Introduction
500 Horizontal Profile
1.6 Multivariate analysis
1.6.2 The Unscrambler
The Unscrambler {CAMO 1994) is a commercial software package that was used in this work to perform multivariate analysis on spectra obtained using energy dispersive diffraction techniques on bone phantoms. The package contains a number of analytical methods for the analysis of sets of data to find internal relationships within the data. In this study the Unscrambler was used to do two things.
1. Establish the regression relationships between two sets of data. The program achieves this by using two sets of known data consisting of X-variables and Y- variables called a training or calibration set. The X data consists of a number of objects with each object containing a number of variables. In this study an object is a measured diffraction spectrum and the variables are the momentum transfer values in that spectrum. The Y data are quantities that are related to a given spectrum so must therefore contain the same number of objects with each object having the number of variables chosen to be modelled. A single variable model may be the bone mineral content represented in the spectrum, a two variable model could be the bone content and marrow content. A three variable model could be the addition of cortical thickness and a four variable model the further addition of soft tissue thickness surrounding the bone. However many variables we choose to model we have
X-variables + Y-variables => model
2. The Unscrambler is used to predict unknown values of the Y-variables from new X-variables and the model previously created, i.e. the prediction process is
X-variables + model => Y-variables
The method of modelling used to perform the above is PLSR as described in section 1.6.1.1. The PLSR method performs a simultaneous and interdependent principal component analysis in both the X and Y matrices in such a way that the information in the Y-matrix is used as a guide for the optimal data reduction of the X-matrix.
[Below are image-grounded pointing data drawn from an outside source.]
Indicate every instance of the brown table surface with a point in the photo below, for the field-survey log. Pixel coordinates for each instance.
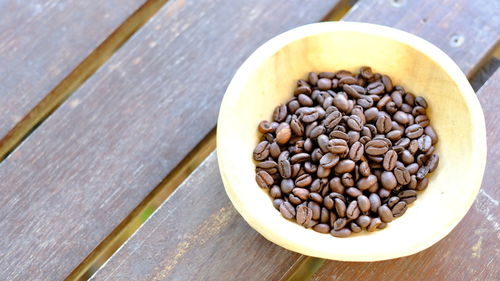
(108, 106)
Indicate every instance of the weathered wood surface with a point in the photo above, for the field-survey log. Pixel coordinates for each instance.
(198, 235)
(466, 30)
(92, 161)
(42, 41)
(472, 250)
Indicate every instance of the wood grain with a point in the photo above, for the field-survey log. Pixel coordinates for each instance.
(472, 250)
(465, 30)
(67, 186)
(198, 235)
(41, 43)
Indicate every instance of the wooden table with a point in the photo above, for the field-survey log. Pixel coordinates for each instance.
(94, 100)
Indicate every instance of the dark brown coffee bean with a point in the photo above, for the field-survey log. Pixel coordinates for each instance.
(390, 159)
(385, 213)
(422, 184)
(324, 84)
(356, 151)
(287, 186)
(280, 113)
(341, 103)
(353, 211)
(366, 182)
(340, 207)
(375, 202)
(363, 221)
(322, 228)
(304, 215)
(261, 151)
(344, 166)
(432, 162)
(375, 88)
(402, 175)
(287, 210)
(364, 169)
(414, 131)
(264, 180)
(341, 233)
(374, 223)
(429, 130)
(337, 146)
(376, 147)
(399, 209)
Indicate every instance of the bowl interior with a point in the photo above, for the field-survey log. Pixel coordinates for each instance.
(268, 78)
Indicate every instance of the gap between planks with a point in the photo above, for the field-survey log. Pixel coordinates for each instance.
(77, 77)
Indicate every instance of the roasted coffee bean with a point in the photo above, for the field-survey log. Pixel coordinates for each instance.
(340, 207)
(422, 184)
(385, 213)
(356, 151)
(363, 221)
(374, 223)
(399, 209)
(329, 160)
(261, 151)
(353, 210)
(287, 210)
(344, 232)
(366, 182)
(347, 180)
(429, 130)
(432, 162)
(304, 215)
(322, 228)
(355, 123)
(344, 166)
(376, 147)
(414, 131)
(402, 175)
(375, 202)
(264, 180)
(390, 159)
(280, 113)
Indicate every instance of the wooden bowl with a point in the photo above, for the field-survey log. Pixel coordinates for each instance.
(267, 78)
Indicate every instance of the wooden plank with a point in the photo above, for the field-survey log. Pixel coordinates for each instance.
(67, 186)
(198, 235)
(466, 30)
(472, 250)
(42, 41)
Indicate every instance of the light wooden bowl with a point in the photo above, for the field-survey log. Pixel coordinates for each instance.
(268, 77)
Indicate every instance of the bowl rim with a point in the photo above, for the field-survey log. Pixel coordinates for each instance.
(431, 51)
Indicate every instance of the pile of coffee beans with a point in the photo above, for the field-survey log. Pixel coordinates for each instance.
(348, 152)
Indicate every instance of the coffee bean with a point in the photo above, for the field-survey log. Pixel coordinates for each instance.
(322, 228)
(375, 202)
(344, 232)
(390, 160)
(376, 147)
(374, 223)
(340, 207)
(264, 180)
(385, 213)
(402, 175)
(432, 162)
(304, 215)
(414, 131)
(287, 210)
(399, 209)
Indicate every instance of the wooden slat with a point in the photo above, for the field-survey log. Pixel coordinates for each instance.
(466, 30)
(42, 41)
(91, 162)
(472, 250)
(198, 235)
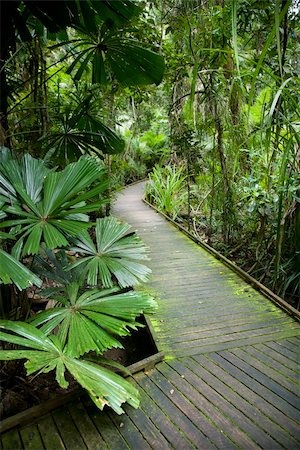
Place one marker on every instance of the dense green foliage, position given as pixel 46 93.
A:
pixel 232 88
pixel 61 62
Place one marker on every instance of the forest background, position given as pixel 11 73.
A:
pixel 225 121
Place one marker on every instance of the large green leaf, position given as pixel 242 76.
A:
pixel 90 321
pixel 130 62
pixel 113 255
pixel 82 133
pixel 46 354
pixel 13 271
pixel 52 206
pixel 133 64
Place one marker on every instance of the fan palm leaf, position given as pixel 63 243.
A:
pixel 44 354
pixel 88 322
pixel 113 255
pixel 49 206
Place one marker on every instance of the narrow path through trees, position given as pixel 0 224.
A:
pixel 231 374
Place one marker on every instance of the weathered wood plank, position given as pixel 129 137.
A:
pixel 281 359
pixel 266 375
pixel 282 412
pixel 68 431
pixel 160 419
pixel 206 418
pixel 280 348
pixel 86 427
pixel 31 437
pixel 49 433
pixel 105 427
pixel 130 433
pixel 288 378
pixel 246 401
pixel 176 415
pixel 11 440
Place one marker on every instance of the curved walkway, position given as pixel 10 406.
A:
pixel 231 374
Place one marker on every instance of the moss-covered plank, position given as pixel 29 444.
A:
pixel 211 427
pixel 105 427
pixel 49 433
pixel 160 417
pixel 244 400
pixel 86 427
pixel 69 433
pixel 11 440
pixel 31 437
pixel 278 408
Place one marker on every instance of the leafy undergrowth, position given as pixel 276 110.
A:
pixel 19 392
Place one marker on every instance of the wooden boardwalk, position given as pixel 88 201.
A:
pixel 231 374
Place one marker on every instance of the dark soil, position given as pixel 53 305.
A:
pixel 19 392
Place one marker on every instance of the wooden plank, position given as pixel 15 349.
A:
pixel 201 399
pixel 211 423
pixel 280 348
pixel 283 411
pixel 130 433
pixel 248 402
pixel 105 427
pixel 49 433
pixel 230 342
pixel 175 414
pixel 160 419
pixel 293 348
pixel 68 431
pixel 282 360
pixel 266 375
pixel 216 395
pixel 147 429
pixel 86 427
pixel 11 440
pixel 237 329
pixel 31 437
pixel 288 378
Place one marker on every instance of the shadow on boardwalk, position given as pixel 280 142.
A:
pixel 231 374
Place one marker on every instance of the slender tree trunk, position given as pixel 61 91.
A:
pixel 227 210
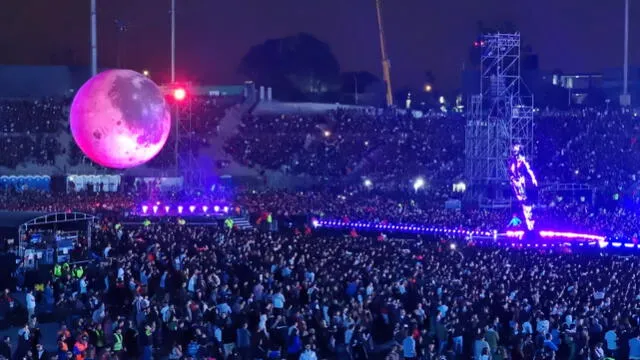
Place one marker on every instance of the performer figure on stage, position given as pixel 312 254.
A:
pixel 520 175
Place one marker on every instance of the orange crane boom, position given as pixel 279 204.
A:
pixel 386 64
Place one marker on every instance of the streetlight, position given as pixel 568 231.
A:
pixel 625 98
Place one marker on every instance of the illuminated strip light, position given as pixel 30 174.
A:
pixel 144 209
pixel 593 239
pixel 424 229
pixel 570 235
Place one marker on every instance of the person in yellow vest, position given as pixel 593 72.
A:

This method was chosen because it handles several co-varying Y-variables better than principal component regression or multiple linear regression. The Unscrambler has two PLS algorithms, PLSl which handles only one Y-variable at a time and PLS2 which is used for handling several Y-variables simultaneously.
Once the principal components are found they are stored in a T matrix with which the regression is performed on Y. The T-variables are given the term scores which express the relation between objects. Each column in the T matrix corresponds to one principal component (PC) and each row corresponds to each object in the X-data. The scores in the matrix indicate which objects are responsible for most of the variation in the data set or, scores are a measure of how much of a particular PC is present in a particular object.
A variable called the loading, expresses the relationship between individual variables and the principal components i.e. they tell you which variables are dominantly influencing the model. Loadings are the regression coefficients of each variable to each PC and are stored in matrices P and Q which are computed by the program as a result of the regression of X to T and Y to T respectively. The Q matrix has one line per PC and each line has one element per Y-variable. When the model is used for prediction purposes the values of the predicted Y variables (Ypred )are computed from
Ypred = TQ +Ycentre
where Ycentre is the mean value of the known Y-variables in the calibration set
The X and Y residuals (or residual variance) are the differences between the measured and modelled X and Y data and represent the data that cannot be included in the model or how much of the variation in the data that is unexplained. The residuals are stored in E and F matrices respectively. The residuals serve as a valuable validation function in the modelling procedure. The model is validated to obtain a measure of how good it is and how accurate future predictions made from the model will be. In the Unscrambler the validation process is carried out during calibration and the procedure used in this study is one called cross validation. Cross validation can be used when the
Chapter one Introduction
calibration set is large and representative of the future predictions to be made. A series of calibrations is made with different subsets of the calibration objects used as validation objects which in effect allows the calibration model to be tested against real test objects. During the calibration process, the residuals are computed for each PC both for the calibration and validation objects. The optimal number of PC’s to use in the model and hence future predictions is the number that gives the smallest residuals.
Another useful measure the Unscrambler computes is the root mean square error of prediction (RMSEP) which is an expression of the expected error in a predicted Y value. The RMSEP is defined as the square root of the average of squared differences between predicted and measured Y-variables (or the square root of the residual Y variance) and is calculated from the validation objects used in the cross validation procedure during calibration. The predicted values given by the Unscrambler are as an absolute value ± a deviation which is calculated using an empirical formula based on the X and Y residual variances.